Et ce doit être également un brin de sadisme (mais gentil, je vous assure) qui m’a fait choisir un titre comme “Droit à l’image : révision générale”…  Il fallait bien sûr entendre “révision” dans le sens de “évaluation de vos connaissances” et non pas, heureusement, dans le sens de “théorie totalement bouleversée, file réécrire ce bouquin fissa”… Ah… les richesses de la langue française au service de la virologie web des articles…

A présent que nous sommes tous rassurés (pour l’instant du moins) je vous souhaite une excellente fin d’après-midi.

Joëlle Verbrugge

6 commentaires sur cet article

  1. “J’aime quand le travail de titan accompli pour essayer de systématiser un peu cette matière en perpétuel mouvement semble se vérifier..
    … mais ça ne signifie nullement que demain je ne trouverai pas une décision me disant exactement le contraire. Ce doit être ce suspense permanent qui fait l’intérêt de la matière à mes yeux.”

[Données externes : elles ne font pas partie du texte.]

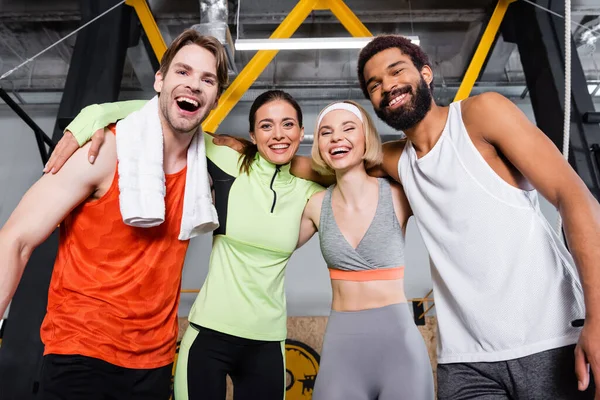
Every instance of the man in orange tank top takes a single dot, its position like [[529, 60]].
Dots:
[[111, 325]]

    Peut-être… Peut-être… mais ce n’est pas ce qui nous aide à bien comprendre le sens des règles édictées! 🙂

    Ici, en tous cas, tout me paraît fort logique. Pour une fois!

    1. Bonjour Jean-Marc
      IL y a malgré tout le plus souvent une logique, tu verras si tu lis le bouquin.
      Du moins dans les règles générales qui se dégagent quand on fait une étude d’ensemble. Mais bien sûr, pas de règles sans exceptions… et tout dépend bien souvent de l’appréciation personnelle du magistrat, ce qui n’est pas fait pour aider…
      Joëlle

  2. Bonjour Joëlle,
    Je place ici une question, en espérant que vous aurez le temps et l’envie d’y répondre. Est-il possible de rémunérer quelqu’un qui apparait sur une photo de reportage et y est reconnaissable, la dite photo étant destinée à une utilisation commerciale ?
    Une société de covoiturage me demande un devis pour un reportage sur ses services. Je ne pense pas qu’ils savent comment rémunérer les utilisateurs qui accepteront de se faire photographier et qu’ensuite leur photo soit utilisée commercialement, et je ne le sais pas non plus…
    Encore merci pour ce blog !
    Emilie.

    1. Bonjour,
      Il est de toute façon obligatoire d’avoir son accord pour cette utilisation…
      Vous trouverez tout cela dans l’ouvrage “Droit à l’image et droit de faire des images”.